Una mañana, cuando el joven se levantó -a las siete y media, como de costumbre-, bajó a desayunar y se dio cuenta de que ella no estaba en la cocina. Su madre madrugaba mucho, y ni un solo día de la vida de Fernando había dejado de estar presente en la cocina de su casa cuando él bajaba a desayunar, con el puchero de la leche humeando en la chimenea, apartado en un borde, cerca de las cenizas, para conservarlo caliente hasta que su hijo se sirviera un tazón.
Fernando la llamó con la voz amedrentada por un aciago presentimiento.
– ¿Madre? -apenas le salió la palabra.
Pero ella no respondió ni siquiera cuando el chico reunió fuerzas y logró gritar a voz en cuello, sintiéndose trastornado y débil de repente.
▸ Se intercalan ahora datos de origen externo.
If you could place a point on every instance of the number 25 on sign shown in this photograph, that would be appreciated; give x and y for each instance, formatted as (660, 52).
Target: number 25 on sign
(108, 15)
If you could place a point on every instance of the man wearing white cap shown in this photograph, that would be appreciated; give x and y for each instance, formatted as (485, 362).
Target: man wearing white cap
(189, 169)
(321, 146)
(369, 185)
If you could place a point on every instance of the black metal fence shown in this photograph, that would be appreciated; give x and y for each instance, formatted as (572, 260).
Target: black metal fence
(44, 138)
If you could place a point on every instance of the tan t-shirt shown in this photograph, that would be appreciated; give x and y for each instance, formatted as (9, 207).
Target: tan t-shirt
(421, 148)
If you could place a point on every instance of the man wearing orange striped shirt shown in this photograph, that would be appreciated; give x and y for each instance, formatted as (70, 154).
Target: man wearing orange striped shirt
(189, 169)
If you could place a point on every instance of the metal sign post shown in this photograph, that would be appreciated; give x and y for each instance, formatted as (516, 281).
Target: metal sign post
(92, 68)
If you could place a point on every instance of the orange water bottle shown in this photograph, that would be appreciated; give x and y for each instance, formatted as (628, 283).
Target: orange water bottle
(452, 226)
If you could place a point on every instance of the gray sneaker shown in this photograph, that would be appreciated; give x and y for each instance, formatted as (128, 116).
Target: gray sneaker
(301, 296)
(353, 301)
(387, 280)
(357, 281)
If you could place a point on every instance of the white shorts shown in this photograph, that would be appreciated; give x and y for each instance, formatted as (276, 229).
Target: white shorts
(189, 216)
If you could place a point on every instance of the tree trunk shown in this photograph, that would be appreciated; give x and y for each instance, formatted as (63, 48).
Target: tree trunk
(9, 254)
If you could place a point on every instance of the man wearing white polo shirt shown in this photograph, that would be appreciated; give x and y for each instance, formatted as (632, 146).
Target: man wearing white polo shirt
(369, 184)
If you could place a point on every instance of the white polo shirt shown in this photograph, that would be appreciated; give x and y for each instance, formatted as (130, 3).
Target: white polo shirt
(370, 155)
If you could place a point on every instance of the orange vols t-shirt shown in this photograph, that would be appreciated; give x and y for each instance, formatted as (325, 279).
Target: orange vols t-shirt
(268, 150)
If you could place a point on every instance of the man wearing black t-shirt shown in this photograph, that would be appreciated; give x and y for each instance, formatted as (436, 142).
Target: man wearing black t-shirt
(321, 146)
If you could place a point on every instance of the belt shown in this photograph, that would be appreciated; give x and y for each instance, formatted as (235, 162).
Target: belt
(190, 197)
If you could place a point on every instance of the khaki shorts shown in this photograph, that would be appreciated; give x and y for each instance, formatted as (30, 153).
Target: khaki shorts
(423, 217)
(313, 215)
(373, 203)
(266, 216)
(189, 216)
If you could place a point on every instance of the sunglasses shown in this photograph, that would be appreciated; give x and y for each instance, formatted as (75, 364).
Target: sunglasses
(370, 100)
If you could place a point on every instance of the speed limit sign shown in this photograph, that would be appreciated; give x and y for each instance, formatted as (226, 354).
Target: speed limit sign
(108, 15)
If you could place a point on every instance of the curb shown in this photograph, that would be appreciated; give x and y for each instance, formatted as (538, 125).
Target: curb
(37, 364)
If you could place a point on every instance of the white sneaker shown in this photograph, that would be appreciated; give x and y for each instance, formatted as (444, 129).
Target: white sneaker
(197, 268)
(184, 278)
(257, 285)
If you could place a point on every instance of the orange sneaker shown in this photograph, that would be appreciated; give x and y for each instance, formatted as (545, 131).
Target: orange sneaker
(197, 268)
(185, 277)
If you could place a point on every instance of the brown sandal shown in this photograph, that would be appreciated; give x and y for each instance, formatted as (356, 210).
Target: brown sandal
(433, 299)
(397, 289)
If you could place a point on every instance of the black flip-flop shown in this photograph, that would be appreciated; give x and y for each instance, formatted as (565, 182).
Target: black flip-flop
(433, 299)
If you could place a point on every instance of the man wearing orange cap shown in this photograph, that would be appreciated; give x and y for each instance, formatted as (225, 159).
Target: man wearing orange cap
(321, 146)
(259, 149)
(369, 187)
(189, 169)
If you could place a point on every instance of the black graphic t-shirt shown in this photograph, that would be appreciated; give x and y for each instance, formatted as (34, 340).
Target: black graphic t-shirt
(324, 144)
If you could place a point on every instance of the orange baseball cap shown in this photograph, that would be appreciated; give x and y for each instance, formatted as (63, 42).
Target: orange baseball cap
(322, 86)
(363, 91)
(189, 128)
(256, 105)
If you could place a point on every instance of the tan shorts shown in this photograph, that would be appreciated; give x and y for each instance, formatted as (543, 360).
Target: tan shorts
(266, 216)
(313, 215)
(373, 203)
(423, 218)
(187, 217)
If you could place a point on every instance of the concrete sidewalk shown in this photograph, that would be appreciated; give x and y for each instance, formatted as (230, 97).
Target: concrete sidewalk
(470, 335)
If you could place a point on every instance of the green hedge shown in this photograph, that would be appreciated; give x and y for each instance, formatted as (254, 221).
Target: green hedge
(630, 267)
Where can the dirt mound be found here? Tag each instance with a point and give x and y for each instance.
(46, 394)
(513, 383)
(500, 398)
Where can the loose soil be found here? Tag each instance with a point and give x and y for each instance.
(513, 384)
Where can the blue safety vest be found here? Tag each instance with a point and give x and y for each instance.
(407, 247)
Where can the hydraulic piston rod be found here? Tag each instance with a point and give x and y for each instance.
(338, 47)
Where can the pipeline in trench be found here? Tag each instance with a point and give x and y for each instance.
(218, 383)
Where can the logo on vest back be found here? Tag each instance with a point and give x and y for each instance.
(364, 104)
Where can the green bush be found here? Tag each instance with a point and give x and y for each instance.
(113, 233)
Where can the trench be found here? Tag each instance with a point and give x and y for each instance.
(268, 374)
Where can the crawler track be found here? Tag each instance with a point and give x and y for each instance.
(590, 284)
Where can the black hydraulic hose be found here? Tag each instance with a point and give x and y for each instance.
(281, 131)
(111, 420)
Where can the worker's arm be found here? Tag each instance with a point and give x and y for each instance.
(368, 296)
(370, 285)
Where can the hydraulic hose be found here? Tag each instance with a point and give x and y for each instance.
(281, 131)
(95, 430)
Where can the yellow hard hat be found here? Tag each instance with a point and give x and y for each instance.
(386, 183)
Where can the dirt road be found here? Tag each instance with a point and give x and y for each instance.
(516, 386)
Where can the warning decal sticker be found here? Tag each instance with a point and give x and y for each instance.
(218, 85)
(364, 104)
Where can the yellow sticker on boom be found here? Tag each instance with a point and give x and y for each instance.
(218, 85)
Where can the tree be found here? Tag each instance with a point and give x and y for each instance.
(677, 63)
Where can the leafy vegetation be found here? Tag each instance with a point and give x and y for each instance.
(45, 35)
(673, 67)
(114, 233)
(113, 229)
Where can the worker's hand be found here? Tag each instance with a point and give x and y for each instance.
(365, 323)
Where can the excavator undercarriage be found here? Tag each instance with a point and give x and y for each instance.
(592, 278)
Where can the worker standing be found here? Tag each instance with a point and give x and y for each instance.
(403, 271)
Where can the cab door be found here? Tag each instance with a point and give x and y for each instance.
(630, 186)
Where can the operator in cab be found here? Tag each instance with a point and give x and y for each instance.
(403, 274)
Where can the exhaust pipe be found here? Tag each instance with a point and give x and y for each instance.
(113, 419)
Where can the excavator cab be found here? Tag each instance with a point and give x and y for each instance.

Se dijo que quizás estuviera en el retrete, aunque no era propio de ella. Salió al patio y se acercó al escusado, una caseta al fondo de un corral lleno de piedras y macetas, la mayoría sin flores a esas alturas del invierno. Abrió la puerta de un empujón. Estaba vacío. Corrió de nuevo al interior de la casa. Entró en la cocina; el fuego se consumía poco a poco, como un fin inalcanzable. Salió al pasillo y subió la escalera hasta la planta de arriba. Llamó a la puerta del dormitorio de sus padres, que ocupaba solamente su madre, y entró tratando de no hacer ruido. La contraventana de madera estaba abierta -su madre nunca la cerraba-, y una luz gélida y titubeante se filtraba en la estancia.